Dystonia due to pathogenic variants in the THAP1 gene (DYT-THAP1) shows variable expressivity and reduced penetrance of ~ 50%. Since THAP1 encodes a transcription factor, modifiers influencing this variability likely operate at the gene expression level. This study aimed to assess the transferability of differentially expressed genes (DEGs) in neuronal cells related to pathogenic variants in the THAP1 gene, which were previously identified by transcriptome analyses. For this, we performed quantitative (qPCR) and Digital PCR (dPCR) in cultured fibroblasts. RNA was extracted from THAP1 manifesting (MMCs) and non-manifesting mutation carriers (NMCs) as well as from healthy controls. The expression profiles of ten of 14 known neuronal DEGs demonstrated differences in fibroblasts between these three groups. This included transcription factors and targets (ATF4, CLN3, EIF2A, RRM1, YY1), genes involved in G protein-coupled receptor signaling (BDKRB2, LPAR1), and a gene linked to apoptosis and DNA replication/repair (CRADD), which all showed higher expression levels in MMCs and NMCs than in controls. Moreover, the analysis of genes linked to neurological disorders (STXBP1, TOR1A) unveiled differences in expression patterns between MMCs and controls. Notably, the genes CUEDC2, DRD4, ECH1, and SIX2 were not statistically significantly differentially expressed in fibroblast cultures. With > 70% of the tested genes being DEGs also in fibroblasts, fibroblasts seem to be a suitable model for DYT-THAP1 research despite some restrictions. Furthermore, at least some of these DEGs may potentially also serve as biomarkers of DYT-THAP1 and influence its penetrance and expressivity.

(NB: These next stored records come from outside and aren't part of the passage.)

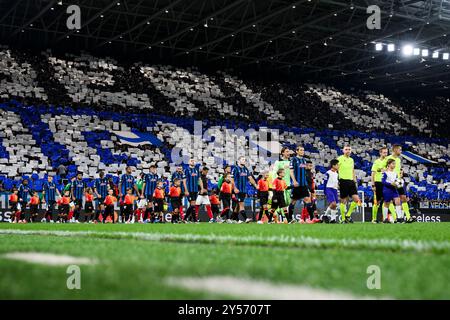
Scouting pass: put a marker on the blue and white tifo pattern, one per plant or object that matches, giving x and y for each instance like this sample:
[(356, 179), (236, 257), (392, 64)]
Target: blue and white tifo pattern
[(35, 140), (94, 114)]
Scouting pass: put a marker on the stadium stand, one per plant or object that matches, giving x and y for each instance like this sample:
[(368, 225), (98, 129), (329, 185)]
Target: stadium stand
[(83, 112)]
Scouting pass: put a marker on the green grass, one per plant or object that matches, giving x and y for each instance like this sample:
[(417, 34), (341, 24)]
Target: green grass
[(135, 260)]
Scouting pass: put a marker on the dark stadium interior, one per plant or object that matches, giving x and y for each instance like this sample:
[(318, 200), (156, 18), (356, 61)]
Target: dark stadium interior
[(305, 40)]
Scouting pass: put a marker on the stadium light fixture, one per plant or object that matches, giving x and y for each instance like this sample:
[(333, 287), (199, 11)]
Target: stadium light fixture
[(407, 50)]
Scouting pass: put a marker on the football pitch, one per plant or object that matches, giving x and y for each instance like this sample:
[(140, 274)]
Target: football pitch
[(165, 261)]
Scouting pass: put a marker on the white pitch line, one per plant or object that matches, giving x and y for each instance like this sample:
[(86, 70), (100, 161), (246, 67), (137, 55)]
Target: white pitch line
[(269, 241), (47, 258), (249, 289)]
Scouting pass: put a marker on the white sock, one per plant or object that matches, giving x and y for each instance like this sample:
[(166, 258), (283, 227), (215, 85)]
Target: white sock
[(398, 210), (385, 212)]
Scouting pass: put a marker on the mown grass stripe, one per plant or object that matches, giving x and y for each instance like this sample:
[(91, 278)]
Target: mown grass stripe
[(399, 245)]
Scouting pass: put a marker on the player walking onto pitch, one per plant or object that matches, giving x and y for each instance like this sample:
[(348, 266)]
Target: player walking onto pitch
[(241, 177), (100, 191), (190, 182), (203, 196), (148, 188), (78, 189), (126, 181), (279, 190), (390, 192), (378, 167), (396, 153), (179, 174), (331, 187), (299, 178), (49, 192), (284, 163), (347, 185)]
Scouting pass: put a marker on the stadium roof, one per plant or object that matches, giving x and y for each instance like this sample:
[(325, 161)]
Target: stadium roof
[(326, 40)]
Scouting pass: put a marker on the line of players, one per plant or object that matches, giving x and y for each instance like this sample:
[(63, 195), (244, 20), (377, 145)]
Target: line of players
[(289, 182)]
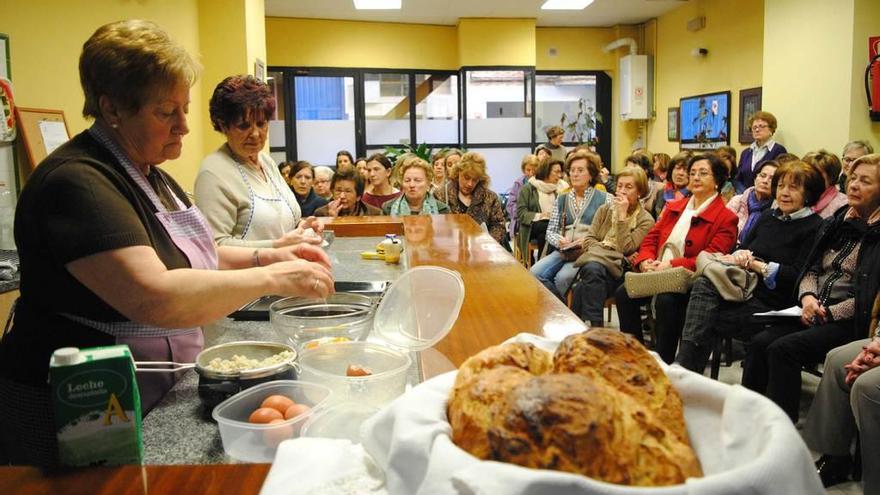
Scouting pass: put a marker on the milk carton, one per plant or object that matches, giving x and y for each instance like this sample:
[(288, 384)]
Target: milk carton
[(97, 406)]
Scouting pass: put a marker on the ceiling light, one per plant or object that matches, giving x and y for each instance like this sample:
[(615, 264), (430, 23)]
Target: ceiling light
[(377, 4), (566, 4)]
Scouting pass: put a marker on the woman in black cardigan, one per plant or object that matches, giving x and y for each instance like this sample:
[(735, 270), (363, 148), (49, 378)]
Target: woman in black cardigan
[(775, 248)]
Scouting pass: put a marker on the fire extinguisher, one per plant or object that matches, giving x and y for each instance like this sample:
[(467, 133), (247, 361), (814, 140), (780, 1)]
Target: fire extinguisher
[(873, 72)]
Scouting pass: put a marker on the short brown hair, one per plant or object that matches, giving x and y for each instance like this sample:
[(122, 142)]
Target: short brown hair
[(350, 174), (528, 160), (594, 164), (826, 162), (638, 176), (472, 162), (554, 131), (801, 174), (766, 117), (545, 166), (128, 61), (417, 163)]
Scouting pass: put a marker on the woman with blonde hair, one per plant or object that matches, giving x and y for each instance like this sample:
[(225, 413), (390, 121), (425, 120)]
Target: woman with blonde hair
[(415, 175), (469, 193), (112, 250)]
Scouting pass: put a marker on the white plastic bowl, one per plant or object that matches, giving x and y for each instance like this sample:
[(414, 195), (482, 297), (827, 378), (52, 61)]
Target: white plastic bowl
[(251, 442)]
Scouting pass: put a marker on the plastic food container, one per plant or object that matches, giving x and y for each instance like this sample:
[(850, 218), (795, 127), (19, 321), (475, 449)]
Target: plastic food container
[(251, 442), (300, 320), (418, 310)]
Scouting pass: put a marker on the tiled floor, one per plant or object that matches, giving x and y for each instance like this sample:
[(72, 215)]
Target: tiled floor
[(733, 375)]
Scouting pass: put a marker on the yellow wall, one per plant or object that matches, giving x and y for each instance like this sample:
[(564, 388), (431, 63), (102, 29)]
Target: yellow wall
[(734, 36), (496, 42), (808, 72), (867, 23), (323, 43), (46, 38)]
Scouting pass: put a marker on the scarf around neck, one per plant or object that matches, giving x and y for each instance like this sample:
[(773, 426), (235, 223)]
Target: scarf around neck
[(756, 207), (400, 207)]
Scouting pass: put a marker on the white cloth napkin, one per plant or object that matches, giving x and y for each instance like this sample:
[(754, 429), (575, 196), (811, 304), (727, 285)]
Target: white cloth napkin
[(323, 466), (746, 444)]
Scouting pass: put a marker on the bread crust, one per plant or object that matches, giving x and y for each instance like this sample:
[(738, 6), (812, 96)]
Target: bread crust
[(602, 407)]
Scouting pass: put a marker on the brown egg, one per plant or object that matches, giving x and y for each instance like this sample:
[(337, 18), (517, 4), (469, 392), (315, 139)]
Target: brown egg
[(265, 415), (274, 436), (295, 410), (278, 402)]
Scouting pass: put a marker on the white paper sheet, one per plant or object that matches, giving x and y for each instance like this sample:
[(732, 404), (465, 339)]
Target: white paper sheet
[(54, 134), (789, 312)]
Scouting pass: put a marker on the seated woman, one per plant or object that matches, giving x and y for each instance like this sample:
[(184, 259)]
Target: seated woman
[(469, 193), (643, 162), (755, 200), (775, 249), (690, 225), (379, 189), (348, 187), (415, 176), (845, 409), (528, 165), (344, 159), (238, 188), (360, 165), (829, 166), (728, 156), (536, 202), (302, 179), (570, 219), (323, 176), (676, 183), (113, 252), (619, 226), (763, 148), (661, 167), (836, 291), (438, 184)]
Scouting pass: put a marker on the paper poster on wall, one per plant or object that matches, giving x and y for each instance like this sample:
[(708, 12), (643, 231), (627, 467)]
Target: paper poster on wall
[(54, 134)]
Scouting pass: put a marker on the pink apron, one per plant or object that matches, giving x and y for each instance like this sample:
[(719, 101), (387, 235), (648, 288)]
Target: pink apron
[(190, 232)]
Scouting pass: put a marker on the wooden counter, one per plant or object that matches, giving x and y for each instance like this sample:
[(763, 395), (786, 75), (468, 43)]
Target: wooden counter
[(501, 299)]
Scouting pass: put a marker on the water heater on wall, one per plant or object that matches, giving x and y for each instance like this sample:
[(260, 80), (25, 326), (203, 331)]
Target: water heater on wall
[(636, 80)]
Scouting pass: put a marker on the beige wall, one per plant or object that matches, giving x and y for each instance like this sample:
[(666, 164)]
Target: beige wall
[(46, 38), (734, 36)]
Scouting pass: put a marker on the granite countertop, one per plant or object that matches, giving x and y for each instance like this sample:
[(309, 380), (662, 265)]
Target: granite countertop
[(177, 432)]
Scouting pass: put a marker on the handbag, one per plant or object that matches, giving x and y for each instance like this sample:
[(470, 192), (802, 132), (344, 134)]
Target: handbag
[(677, 280), (611, 259), (733, 282)]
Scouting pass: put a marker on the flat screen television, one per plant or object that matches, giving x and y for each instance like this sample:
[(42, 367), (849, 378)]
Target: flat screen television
[(705, 121)]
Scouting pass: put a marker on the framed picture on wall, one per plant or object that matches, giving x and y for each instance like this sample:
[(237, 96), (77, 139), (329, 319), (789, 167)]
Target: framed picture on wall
[(672, 124), (749, 103)]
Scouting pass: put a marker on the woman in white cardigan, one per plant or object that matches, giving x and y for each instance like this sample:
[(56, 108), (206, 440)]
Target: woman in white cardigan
[(239, 188)]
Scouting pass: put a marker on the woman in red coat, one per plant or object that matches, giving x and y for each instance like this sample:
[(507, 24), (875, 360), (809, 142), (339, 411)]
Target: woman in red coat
[(698, 223)]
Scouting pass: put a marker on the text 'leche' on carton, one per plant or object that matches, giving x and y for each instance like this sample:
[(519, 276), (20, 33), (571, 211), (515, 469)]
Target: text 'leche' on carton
[(97, 406)]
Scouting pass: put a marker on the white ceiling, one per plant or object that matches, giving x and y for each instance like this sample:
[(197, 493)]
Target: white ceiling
[(447, 12)]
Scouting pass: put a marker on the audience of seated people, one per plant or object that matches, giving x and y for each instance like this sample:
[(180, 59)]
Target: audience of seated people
[(570, 218), (469, 193), (535, 203)]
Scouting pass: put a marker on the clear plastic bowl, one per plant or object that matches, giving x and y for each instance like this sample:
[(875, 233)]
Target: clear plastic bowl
[(300, 320), (328, 363), (340, 421), (252, 442)]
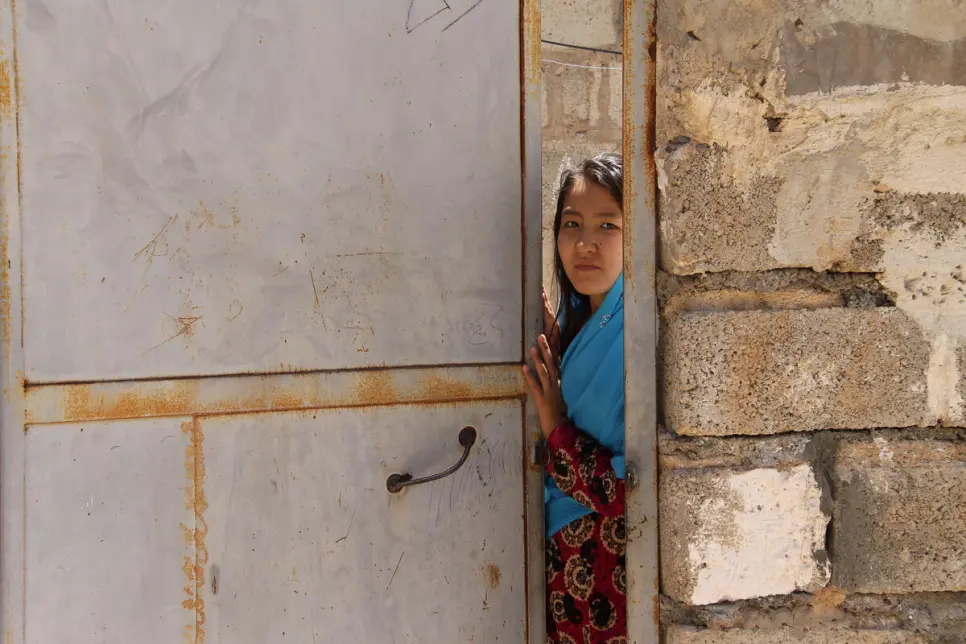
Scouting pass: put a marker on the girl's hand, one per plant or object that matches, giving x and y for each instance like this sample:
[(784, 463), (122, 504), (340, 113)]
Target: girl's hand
[(550, 327), (543, 381)]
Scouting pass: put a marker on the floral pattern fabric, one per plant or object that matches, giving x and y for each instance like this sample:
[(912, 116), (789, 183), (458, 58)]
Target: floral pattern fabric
[(586, 566)]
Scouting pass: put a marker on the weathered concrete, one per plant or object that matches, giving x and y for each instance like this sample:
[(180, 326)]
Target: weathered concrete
[(684, 635), (765, 372), (900, 516), (591, 23), (582, 94), (728, 535), (824, 135)]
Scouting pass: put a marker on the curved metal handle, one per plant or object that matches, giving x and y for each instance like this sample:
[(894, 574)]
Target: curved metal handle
[(396, 482)]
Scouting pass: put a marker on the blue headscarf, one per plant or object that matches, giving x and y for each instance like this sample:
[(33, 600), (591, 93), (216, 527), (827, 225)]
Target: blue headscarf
[(592, 383)]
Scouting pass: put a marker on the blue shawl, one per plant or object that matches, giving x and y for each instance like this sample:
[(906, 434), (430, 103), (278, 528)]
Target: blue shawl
[(592, 383)]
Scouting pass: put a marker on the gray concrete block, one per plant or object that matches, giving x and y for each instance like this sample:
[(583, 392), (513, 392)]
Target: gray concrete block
[(685, 635), (728, 535), (900, 512), (767, 372)]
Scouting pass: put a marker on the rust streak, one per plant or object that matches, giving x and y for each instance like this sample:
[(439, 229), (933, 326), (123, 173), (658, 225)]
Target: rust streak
[(195, 571), (241, 394), (437, 387), (492, 575)]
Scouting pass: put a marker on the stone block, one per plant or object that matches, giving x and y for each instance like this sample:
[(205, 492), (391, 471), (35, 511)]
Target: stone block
[(828, 137), (767, 372), (899, 518), (685, 635), (729, 535), (590, 23)]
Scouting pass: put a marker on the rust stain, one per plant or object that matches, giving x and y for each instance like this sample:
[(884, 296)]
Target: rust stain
[(194, 570), (492, 575), (6, 87), (111, 401), (81, 403), (531, 41), (436, 387)]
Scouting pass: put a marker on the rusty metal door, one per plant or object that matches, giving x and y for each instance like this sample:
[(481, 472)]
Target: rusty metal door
[(259, 256)]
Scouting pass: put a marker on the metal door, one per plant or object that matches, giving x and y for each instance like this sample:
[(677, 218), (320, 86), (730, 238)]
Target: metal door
[(259, 256)]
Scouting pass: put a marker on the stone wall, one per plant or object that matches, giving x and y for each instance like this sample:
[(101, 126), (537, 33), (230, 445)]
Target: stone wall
[(582, 93), (812, 176)]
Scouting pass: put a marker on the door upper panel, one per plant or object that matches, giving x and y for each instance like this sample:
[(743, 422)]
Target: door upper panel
[(269, 185), (303, 539)]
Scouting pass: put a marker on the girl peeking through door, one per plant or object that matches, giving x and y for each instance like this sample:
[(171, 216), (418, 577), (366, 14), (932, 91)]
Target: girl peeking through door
[(576, 380)]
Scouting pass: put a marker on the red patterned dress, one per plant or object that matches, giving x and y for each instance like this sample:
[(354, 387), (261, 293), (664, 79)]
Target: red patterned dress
[(586, 568)]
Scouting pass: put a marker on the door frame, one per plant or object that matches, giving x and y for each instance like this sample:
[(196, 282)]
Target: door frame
[(23, 403), (640, 319)]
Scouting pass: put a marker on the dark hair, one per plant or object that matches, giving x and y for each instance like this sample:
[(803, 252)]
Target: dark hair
[(607, 171)]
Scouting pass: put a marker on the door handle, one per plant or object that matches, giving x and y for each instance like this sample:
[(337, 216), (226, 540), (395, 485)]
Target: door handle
[(396, 482)]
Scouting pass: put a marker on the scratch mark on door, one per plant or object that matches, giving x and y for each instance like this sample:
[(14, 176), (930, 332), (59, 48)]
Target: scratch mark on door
[(186, 323), (396, 570), (464, 14)]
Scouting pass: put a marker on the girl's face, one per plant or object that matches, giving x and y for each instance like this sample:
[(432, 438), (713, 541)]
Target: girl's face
[(590, 240)]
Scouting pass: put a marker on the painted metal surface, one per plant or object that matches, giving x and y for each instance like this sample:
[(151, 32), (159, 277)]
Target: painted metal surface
[(531, 71), (195, 177), (310, 547), (640, 319), (265, 186), (235, 394), (110, 532), (12, 445)]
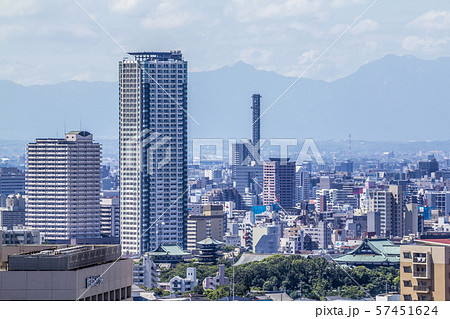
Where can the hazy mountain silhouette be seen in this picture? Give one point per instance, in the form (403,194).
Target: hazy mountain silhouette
(391,99)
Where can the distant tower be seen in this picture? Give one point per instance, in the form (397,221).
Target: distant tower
(256,106)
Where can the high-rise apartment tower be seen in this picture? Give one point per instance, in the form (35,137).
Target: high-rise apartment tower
(153,151)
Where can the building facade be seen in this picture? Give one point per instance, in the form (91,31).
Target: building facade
(212,223)
(63,187)
(425,270)
(153,150)
(14,212)
(110,217)
(279,182)
(390,205)
(85,273)
(12,181)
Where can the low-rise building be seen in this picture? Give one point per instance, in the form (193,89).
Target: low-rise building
(20,235)
(89,273)
(181,285)
(372,253)
(145,272)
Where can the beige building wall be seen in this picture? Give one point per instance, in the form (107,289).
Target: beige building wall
(425,272)
(210,224)
(69,285)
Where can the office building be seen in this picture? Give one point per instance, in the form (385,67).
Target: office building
(320,235)
(14,212)
(390,206)
(439,200)
(218,280)
(86,273)
(279,182)
(12,181)
(63,187)
(248,177)
(212,223)
(425,270)
(110,217)
(256,125)
(145,271)
(153,150)
(303,184)
(181,285)
(266,239)
(20,235)
(239,154)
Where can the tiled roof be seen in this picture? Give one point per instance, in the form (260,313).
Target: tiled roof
(435,241)
(172,250)
(372,251)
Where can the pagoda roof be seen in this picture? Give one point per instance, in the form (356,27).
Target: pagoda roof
(209,241)
(372,251)
(172,250)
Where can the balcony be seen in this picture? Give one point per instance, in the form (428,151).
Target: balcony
(425,289)
(420,274)
(420,260)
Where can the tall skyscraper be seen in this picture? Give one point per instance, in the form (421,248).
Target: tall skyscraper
(279,182)
(303,184)
(239,153)
(256,127)
(153,151)
(63,187)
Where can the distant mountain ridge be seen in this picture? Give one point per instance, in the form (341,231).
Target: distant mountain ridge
(396,98)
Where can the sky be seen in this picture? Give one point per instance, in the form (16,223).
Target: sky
(44,42)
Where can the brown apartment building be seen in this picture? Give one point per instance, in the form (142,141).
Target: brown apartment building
(425,270)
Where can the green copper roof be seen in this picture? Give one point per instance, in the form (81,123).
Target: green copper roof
(372,251)
(172,250)
(209,241)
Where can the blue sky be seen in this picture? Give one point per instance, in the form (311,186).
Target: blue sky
(44,41)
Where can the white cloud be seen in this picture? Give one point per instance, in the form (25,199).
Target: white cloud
(124,5)
(427,45)
(345,3)
(364,26)
(15,8)
(255,56)
(299,26)
(250,10)
(169,15)
(432,20)
(307,57)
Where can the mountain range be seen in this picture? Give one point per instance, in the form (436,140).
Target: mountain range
(395,98)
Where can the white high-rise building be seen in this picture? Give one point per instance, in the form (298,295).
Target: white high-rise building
(63,187)
(153,151)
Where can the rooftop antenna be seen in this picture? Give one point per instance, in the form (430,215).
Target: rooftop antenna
(350,146)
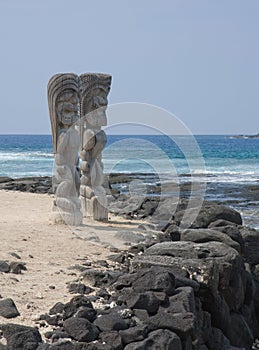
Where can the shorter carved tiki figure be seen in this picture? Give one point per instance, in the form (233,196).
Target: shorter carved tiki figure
(95,89)
(64,103)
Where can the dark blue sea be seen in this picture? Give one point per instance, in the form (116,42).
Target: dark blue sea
(229,166)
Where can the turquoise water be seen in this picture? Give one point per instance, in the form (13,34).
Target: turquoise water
(226,159)
(228,166)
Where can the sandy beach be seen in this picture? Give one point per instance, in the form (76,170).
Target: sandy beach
(49,251)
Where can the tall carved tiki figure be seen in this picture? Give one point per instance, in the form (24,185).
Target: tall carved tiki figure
(64,105)
(95,89)
(77,107)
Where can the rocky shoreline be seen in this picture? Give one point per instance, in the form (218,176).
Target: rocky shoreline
(195,288)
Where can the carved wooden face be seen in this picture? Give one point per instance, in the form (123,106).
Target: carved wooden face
(99,98)
(68,108)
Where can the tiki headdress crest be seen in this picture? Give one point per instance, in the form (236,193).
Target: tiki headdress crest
(57,86)
(91,82)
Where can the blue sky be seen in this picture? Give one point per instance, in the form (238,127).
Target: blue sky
(197,59)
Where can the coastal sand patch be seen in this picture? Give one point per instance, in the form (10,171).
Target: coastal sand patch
(48,251)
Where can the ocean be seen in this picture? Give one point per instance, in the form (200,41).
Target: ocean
(228,166)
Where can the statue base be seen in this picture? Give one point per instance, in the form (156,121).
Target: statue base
(93,209)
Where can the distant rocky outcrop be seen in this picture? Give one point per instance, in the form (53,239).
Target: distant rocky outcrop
(256,136)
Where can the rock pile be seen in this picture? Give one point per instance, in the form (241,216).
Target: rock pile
(198,288)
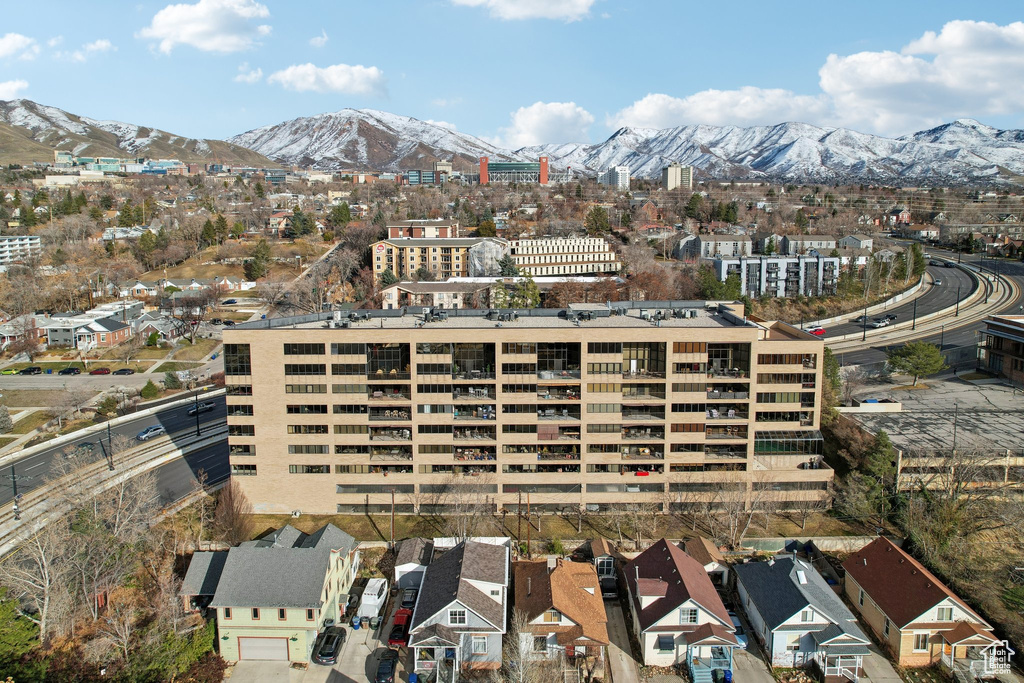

THAP1基因 (DYT-THAP1)致病性变异导致的肌张力障碍表现出可变的表达性和约 50% 的外显率降低。由于THAP1编码转录因子，影响这种变异性的修饰因子可能在基因表达水平上起作用。本研究旨在评估与THAP1基因致病变异相关的神经元细胞中差异表达基因 (DEG) 的可转移性，这些变异先前已通过转录组分析鉴定。为此，我们在培养的成纤维细胞中进行了定量 (qPCR) 和数字 PCR (dPCR)。从 THAP1 显性突变携带者 (MMC) 和非显性突变携带者 (NMC) 以及健康对照中提取 RNA。14 个已知神经元 DEG 中的 10 个的表达谱证明了这三组之间成纤维细胞的差异。这包括转录因子和靶标（ATF4、CLN3、EIF2A 、 RRM1 、 YY1）、参与 G 蛋白偶联受体信号传导的基因（BDKRB2 、 LPAR1）以及与细胞凋亡和 DNA 复制/修复相关的基因（CRADD）， MMC 和 NMC 中的表达水平高于对照。此外，对与神经系统疾病相关的基因（ STXBP1、TOR1A ）的分析揭示了 MMC 和对照之间表达模式的差异。值得注意的是，基因CUEDC2、DRD4、ECH1和SIX2在成纤维细胞培养物中没有统计学上显着的差异表达。由于 > 70% 的测试基因也是成纤维细胞中的 DEG，因此成纤维细胞似乎是 DYT-THAP1 研究的合适模型，尽管存在一些限制。此外，至少其中一些 DEG 也可能作为 DYT-THAP1 的生物标志物并影响其外显率和表达性。